Strong female characters require a lot more than mere muscle or a quick trigger finger. Both these attributes can be fine, but they’re precisely that–attributes–not a personality. Left on their own to define any character, all they can do is prop up a cardboard cutout of what was supposed to be a person.
Writers who make this mistake often do so with the very best of intentions. They generally want to write a woman who can handle herself in confrontations and be the story’s hero, subverting the tired old “damsel in distress” trope. And that’s certainly fair enough (I hate that trope, too!), but the key to any strong character–male or female–is a three-dimensional personality.
How about an example?
Agent Dana Scully of The X-Files is one done very right. Yes, she is tough. During the show’s run, she is adept in situations regarding fighting or gunplay. But there’s so much more to the character. She has a soft spot for junkfood (and even longs for a pizza while performing an autopsy!); has complicated relationships with both her partner and her family; possesses an analytical, scientific mind; and examines her faith at various points in the series.

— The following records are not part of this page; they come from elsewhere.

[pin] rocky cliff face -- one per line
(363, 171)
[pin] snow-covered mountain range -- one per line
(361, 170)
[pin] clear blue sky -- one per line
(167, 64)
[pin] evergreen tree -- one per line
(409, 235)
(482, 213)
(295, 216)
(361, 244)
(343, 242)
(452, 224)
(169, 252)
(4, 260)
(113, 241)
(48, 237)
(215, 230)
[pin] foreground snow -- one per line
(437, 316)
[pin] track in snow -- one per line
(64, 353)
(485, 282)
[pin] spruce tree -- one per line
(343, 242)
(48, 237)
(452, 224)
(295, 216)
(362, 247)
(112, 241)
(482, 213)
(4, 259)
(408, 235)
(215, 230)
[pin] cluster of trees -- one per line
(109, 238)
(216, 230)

So, what does the above list of traits have to do with Scully being a strong female character? Everything. Because even if she didn’t know how to fight or use a gun, she’d still be a strongly written character. Period.
As mentioned earlier, this doesn’t mean that a strong female character can’t be a badass, merely that she has to be more than that label. Vulnerabilities, quirks, and unique perspectives are part of what makes any character “strong,” and women should never be an exception to the rule.